体で伝える愛言葉
二人は、手を繋ぎ笑顔で私たちを出迎えた。


「ご心配おかけしました。」


琴弥が頭を下げる。


「悪かったな。色々」


慎二も謝ってきた。


「今度琴弥泣かせたら殺すから。」


私は慎二を一瞬にらんだ。


「大丈夫。お前と違って学習能力あっから。」


「ふざけんなよ。」


「今から久々にみんなで遊ぼうぜ。」


廉斗が間にはいる。


「遊ぼ~。慎二の家に集合~」

「また俺んちかよ。」


慎二以外の三人は実家暮らしだったため、私たちのたまり場は慎二の家しかなかった。


慎二は会社に車を置きっぱなしだったため、廉斗が慎二を会社に送り、二組に別れて、慎二の家に向かった。

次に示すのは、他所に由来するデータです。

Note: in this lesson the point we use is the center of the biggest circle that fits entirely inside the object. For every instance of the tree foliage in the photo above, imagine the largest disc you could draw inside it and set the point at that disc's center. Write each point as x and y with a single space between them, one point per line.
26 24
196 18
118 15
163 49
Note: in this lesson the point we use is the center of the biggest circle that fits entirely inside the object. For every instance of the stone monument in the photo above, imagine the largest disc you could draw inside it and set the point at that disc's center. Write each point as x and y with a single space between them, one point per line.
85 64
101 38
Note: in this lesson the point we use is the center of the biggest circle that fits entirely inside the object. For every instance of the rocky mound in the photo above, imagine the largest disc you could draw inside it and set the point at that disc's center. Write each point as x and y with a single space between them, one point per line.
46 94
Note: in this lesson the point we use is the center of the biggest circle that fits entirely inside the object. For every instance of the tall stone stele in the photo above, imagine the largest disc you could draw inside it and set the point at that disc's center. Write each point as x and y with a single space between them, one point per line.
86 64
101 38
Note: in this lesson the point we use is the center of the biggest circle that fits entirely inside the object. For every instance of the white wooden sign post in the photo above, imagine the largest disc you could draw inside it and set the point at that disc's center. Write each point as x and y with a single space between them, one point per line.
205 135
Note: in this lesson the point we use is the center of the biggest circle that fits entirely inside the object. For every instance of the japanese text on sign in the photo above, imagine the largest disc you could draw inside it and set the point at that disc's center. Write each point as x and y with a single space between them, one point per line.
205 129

私たちを待ってる間や、車の中で琴弥と慎二は、1ヶ月半の空白を埋めるように、たくさん話したらしい。


慎二の家で私たちは、ばか騒ぎしてたくさん笑ってた。


みんな朝が早かったので、そのまま慎二の家に泊まることにした。


私と廉斗は、久々に再会した二人のために帰るって言ったんだけど、『二人になる時間は、これからさきたくさんあるんだから、遠慮しなくていい。』って二人に説得されて、泊まることにした。


このときは、バカみたいに笑ってた。


三年後、不幸が私たちのもとに迫っているとも知らずに。


運命は、確実に近づいてきていた。


もし、こうなることを知っていたら、私は、このとき笑ってなんていなかっただろう。